Market Share. Management shared that their overall market share in Malaysia’s F&B segment has grown to approximately 16%.

Expiry of the Group’s Halal Certification Tax Incentive. The recent expiry of the group’s favourable halal tax incentive should see the group’s effective tax rate to average higher in FY18. We expect the group’s effective tax rate to be around 22-23% going forward (FY17: 20.6%)

Coffee Conundrum. Nestle shared that their coffee mix segment is currently facing stiff competition as competitors are slashing prices in attempt to claim market share. Nestle guided that consumers of this segment are very receptive to cheap prices (i.e. high price elasticity), indicating poor brand loyalty. Nestle’s competitors in this segment include Ah Huat, Oldtown, Super and Alicafe.

Price Increases An Act of Last Resort. Nestle continued to emphasise that they see increasing prices as an act of last resort, preferring to drive profitability via volume increase or garnering better internal or external efficiencies.

Better Top Line Expected. We expect the group’s top line to grow by 7.5% in FY18 supported by improved consumer sentiment and higher disposable income spurred by government cash injections and stronger Ringgit.
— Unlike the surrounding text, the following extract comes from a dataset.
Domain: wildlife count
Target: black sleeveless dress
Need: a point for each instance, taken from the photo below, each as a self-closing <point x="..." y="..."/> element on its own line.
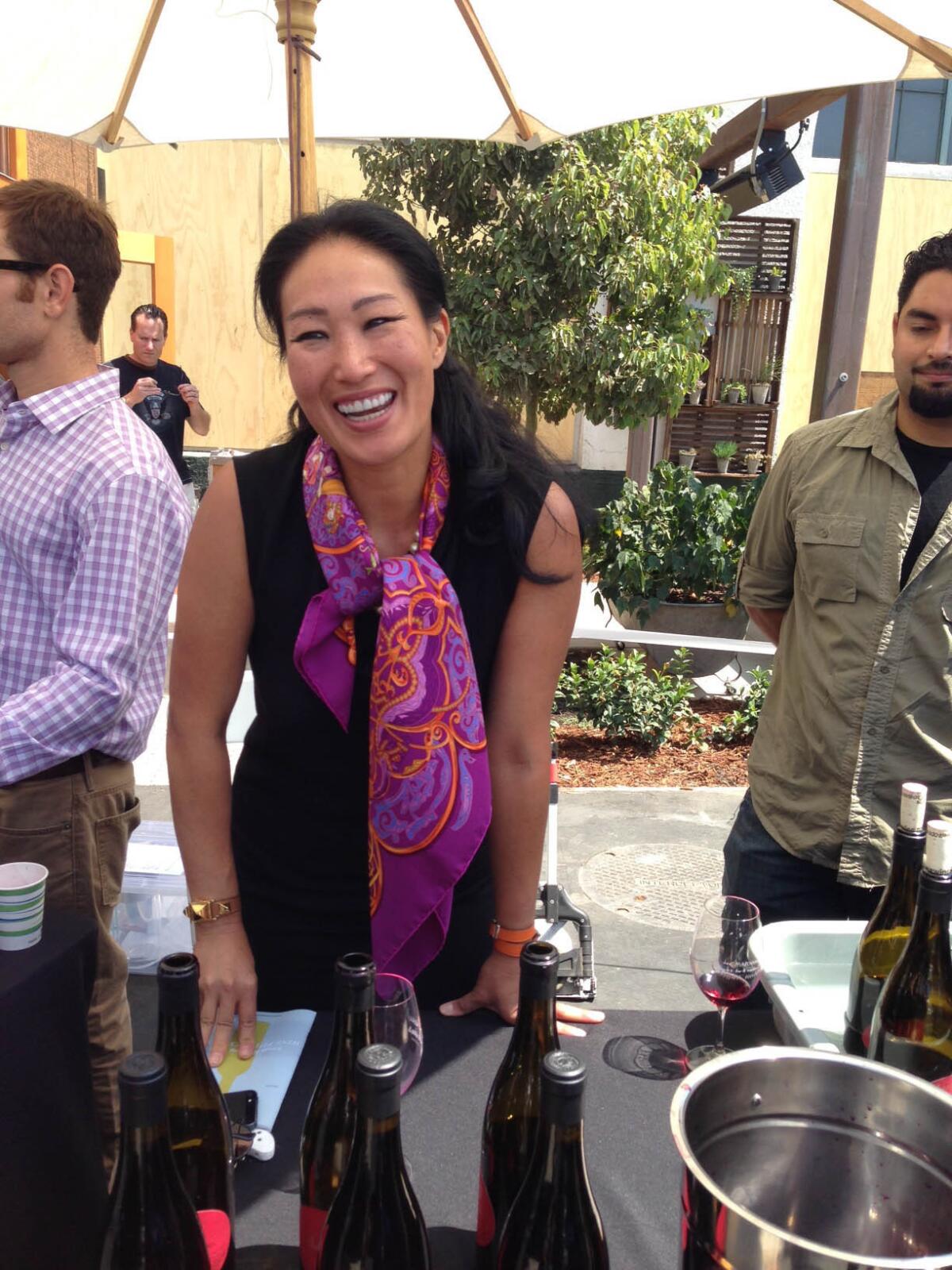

Additionally, the group shared that they expect to increase A&P spending in FY18 in order to drive volume growth after a prudent year in FY17 which was plagued by sluggish consumer spending.

Outlook: Rebounding consumer spending in FY18 should benefit Nestle’s top line. Additionally, stronger ringgit and cheaper key commodity prices should result in lower input costs going forward (Figure #1). Note that approximately 50% of the group’s raw materials are imported. Despite this, we only expect to see improved margins in 2H18 due to lag effect from existing hedging contracts. We forecast gross profit margins to increase from 36.7% in FY17 to 40.3% in FY18.

Forecast. As the briefing yielded no major surprises, we retain our earnings forecast.

Maintain SELL. Despite favourable domestic consumption indicators, we maintain SELL call as we feel that valuations are unjustifiably rich. At current price, Nestle is trading at 44.6x FY18 P/E and yielding an unattractive 2.2% in dividend. In comparison, its holding-co in Switzerland trades at 19.7x FY18 P/E while its sister-co in Nigeria trades at 29.3x P/E. We opine that Nestle’s entry into the MSCI and KLCI index in late-2017 may have forcefully inflated its share price due to accumulation from index tracking funds. We maintain our TP of RM112.30 based on DDM valuation methodology (r: 6.8%, TG: 3.5%).